As to Derrida's point about the self, I'm not sure what I can say beyond what I've said in my foregoing paragraph. Derrida's point seems like it should be "profound" in some way. I'm not sure it is. When I look into the mirror, I know I'm looking at an image of myself-- that the image that I see reflected back is not the original self looking into the mirror. But I know that Derrida's forte consists in deconstructing, or assisting the implosion of, dualities such as this one between "image" and "original." So I think he must want to go deeper than my superficial mirror analogy. He wants to show that I can't really get at the "original" self either. Okay, so it's true: even on a physical level, I've never seen myself as others can see me. I've never actully seen my back, and I never will. It's humanly impossible because our eyes are in the front of our head and are necks can't twist back far enough. But even if we could see our bodies as others can, that's still limited by the fact that perceptions are spatially and temporally profiled and partial. The point is even more profound than that: we don't and cannot know (in the sense of comprehending) ourselves. We are mysteries to ourselves. But is this something new? Walker Percy (pictured right) makes this point ingeniously, humerously, and repeatedly in his book, Lost in the Cosmos: The Last Self-Help Book. It is a continuing refrain throughout the Bible, as when Job says that we seek to grap what is too high for our understanding, or Jeremiah says that our own hearts deceive us. And even if I understand (with the help of Socrates and Jesus) that I lack self-understanding, may I not believe that God who made me understands and knows me and that my self-understanding can be deepened by seeking as best I can to understand how He perceives me? John Calvin even says there can be no self-knowledge without knowledge of God, or knowledge of God without knowledge of self -- as if that isn't a paradox!

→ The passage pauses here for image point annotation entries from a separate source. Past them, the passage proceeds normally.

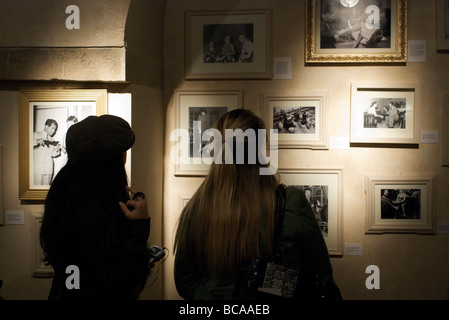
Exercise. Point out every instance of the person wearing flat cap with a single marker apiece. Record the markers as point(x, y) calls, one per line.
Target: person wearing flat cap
point(91, 222)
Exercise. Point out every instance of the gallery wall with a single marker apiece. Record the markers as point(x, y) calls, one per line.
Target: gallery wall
point(412, 266)
point(110, 51)
point(142, 53)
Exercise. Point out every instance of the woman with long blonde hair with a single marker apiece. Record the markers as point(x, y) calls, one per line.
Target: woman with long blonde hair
point(231, 219)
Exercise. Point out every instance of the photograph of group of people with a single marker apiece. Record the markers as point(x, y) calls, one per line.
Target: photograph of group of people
point(355, 24)
point(205, 118)
point(228, 43)
point(50, 125)
point(385, 113)
point(318, 198)
point(401, 204)
point(294, 120)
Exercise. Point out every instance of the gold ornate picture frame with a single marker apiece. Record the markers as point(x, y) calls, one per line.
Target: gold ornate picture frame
point(356, 31)
point(44, 118)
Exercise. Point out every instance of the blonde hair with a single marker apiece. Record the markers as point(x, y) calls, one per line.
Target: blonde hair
point(232, 211)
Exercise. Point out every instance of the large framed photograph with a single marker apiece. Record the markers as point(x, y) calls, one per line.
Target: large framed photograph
point(198, 111)
point(445, 131)
point(400, 204)
point(442, 14)
point(228, 44)
point(44, 118)
point(384, 114)
point(356, 31)
point(301, 120)
point(323, 189)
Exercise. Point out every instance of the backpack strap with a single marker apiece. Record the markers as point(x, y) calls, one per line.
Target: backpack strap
point(281, 191)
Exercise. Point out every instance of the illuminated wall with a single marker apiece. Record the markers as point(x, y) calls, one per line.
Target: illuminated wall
point(411, 266)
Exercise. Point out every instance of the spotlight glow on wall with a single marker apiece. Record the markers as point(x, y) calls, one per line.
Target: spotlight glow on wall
point(349, 3)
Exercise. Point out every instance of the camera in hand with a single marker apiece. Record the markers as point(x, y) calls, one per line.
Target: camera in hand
point(51, 143)
point(155, 253)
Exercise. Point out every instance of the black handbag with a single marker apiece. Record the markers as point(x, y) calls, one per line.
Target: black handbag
point(257, 276)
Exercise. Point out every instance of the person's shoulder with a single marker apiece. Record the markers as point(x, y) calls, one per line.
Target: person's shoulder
point(295, 197)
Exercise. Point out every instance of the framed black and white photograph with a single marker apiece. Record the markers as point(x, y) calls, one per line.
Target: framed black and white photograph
point(400, 204)
point(45, 117)
point(323, 190)
point(198, 111)
point(442, 22)
point(384, 114)
point(301, 120)
point(228, 44)
point(356, 31)
point(445, 131)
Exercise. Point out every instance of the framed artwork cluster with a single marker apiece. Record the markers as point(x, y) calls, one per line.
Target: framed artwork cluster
point(237, 45)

As to "violence," I agree that the world is full of it, though I think I'm not being deceived (perhaps I'm naive?) when I encounter some individuals in whom I perceive no violence whatsoever, like the little old lady who leads the Rosary before Mass at 7:30 every Sunday morning. But perhaps it's a matter of perception, and someone (like the woman at McGuire's who had two abortions) might even perceive her as "violent," somehow. I've even seen it suggested (was it by C.S. Lewis?) that Hell may not even be a different location than Heaven, and just as attendance at an opera would be heaven for some people and hell for others, so the blazing fire of God's love in Heaven may be perceived by some as warm and pleasant by some while others perceive them as the torments of Hell. I'm hardly sure of that, but it's an interesting thought.

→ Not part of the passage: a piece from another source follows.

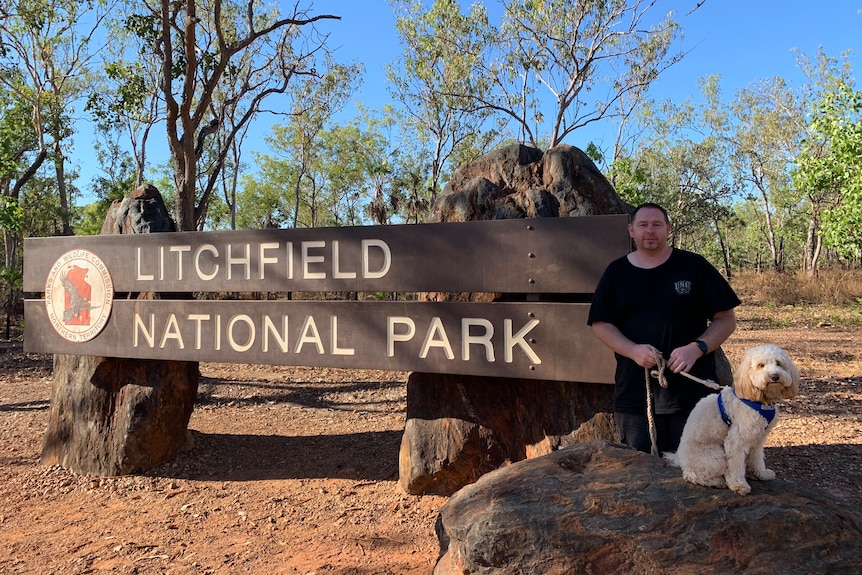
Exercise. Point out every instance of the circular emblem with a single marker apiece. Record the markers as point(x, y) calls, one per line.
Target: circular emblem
point(78, 295)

Thinking of people who don't get Derrida's point about the self as "dull" or "stubborn" "unrefined" makes some sense, I suppose, though I'd have to have the connections made for me to see any link to their "violence." I think I "get" Derrida's point about the self, at least on some level. But I don't think I'm being "violent" for questioning its implications. But then again -- heh -- you might persuade me otherwise.